Cleverness! More cleverness! Bah! He was sick of those
Johnsons who laid down the law at someone else's dinner table!
He noted with satisfaction that his month-long ascetic
regime had reduced his weight by thirty pounds to a mere two
twenty-five. He decided that he could pass as a Beaten
"It is settled," he pronounced. "I'll _be_ art."
Later that afternoon a lone figure entered the Museum of Art, a
bundle beneath his arm.
Spiritually haggard (although clean-shaven to the
armpits), Smith loitered about the Greek Period until it was
emptied of all but himself and marble.
He selected a dark corner and unwrapped his pedestal. He
secreted the various personal things necessary for a showcase
existence, including most of his clothing, in its hollow
"Good-bye, world," he renounced, "you should treat your
artists better," and mounted the pedestal.
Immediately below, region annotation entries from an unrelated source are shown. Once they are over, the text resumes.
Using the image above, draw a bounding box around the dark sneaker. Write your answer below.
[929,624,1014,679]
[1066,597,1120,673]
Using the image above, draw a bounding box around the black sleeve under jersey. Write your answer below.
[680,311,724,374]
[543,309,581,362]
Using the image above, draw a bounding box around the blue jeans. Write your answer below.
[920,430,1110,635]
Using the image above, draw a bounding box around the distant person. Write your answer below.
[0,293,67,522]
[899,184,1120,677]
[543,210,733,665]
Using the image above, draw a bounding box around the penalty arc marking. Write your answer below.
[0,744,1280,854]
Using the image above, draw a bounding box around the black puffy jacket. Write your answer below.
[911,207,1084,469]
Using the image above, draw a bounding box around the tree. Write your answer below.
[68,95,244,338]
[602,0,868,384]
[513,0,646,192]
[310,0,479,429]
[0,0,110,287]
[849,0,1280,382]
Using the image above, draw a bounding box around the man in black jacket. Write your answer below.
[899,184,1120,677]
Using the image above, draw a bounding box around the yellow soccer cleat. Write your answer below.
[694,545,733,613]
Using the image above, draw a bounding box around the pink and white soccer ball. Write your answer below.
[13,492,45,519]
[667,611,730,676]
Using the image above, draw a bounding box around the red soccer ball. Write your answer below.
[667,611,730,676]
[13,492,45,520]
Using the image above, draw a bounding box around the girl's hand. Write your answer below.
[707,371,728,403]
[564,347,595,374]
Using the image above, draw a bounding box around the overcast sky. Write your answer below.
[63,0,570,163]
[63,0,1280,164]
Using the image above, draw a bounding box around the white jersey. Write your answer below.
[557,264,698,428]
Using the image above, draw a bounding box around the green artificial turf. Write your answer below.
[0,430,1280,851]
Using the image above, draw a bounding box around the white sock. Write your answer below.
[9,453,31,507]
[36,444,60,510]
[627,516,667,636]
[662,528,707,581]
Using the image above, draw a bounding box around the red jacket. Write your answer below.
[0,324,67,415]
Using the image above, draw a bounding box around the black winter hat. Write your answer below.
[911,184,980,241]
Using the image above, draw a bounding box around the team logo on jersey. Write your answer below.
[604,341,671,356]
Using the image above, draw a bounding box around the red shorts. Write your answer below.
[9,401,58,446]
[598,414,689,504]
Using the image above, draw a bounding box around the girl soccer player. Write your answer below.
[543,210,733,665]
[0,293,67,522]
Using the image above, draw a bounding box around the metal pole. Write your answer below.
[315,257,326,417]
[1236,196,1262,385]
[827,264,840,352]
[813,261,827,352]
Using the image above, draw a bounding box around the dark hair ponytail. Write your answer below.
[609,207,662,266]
His food money had not been completely wasted, for the
techniques he had mastered for four ninety-eight while on the
Path to Freedom, had given him a muscular control such as
allowed him perfect, motionless statuity whenever the wispy,
middle-aged woman followed by forty-four children under age
nine, left her chartered bus at the curb and passed through the
Greek Period, as she did every Tuesday and Thursday between
9:35 and 9:40 in the morning. Fortunately, he had selected a
Before the week passed he had also timed the watchman's
movements to an alternate _tick_ of the huge clock in the
adjacent gallery (a delicate Eighteenth Century timepiece, all
of gold leaf, enamel, and small angels who chased one another
around in circles). He should have hated being reported stolen
during the first week of his career, with nothing to face then
but the prospect of second-rate galleries or an uneasy role in
the cheerless private collections of cheerless and private
collectors. Therefore, he moved judiciously when raiding
staples from the stores in the downstairs lunch room, and
strove to work out a sympathetic bond with the racing angels.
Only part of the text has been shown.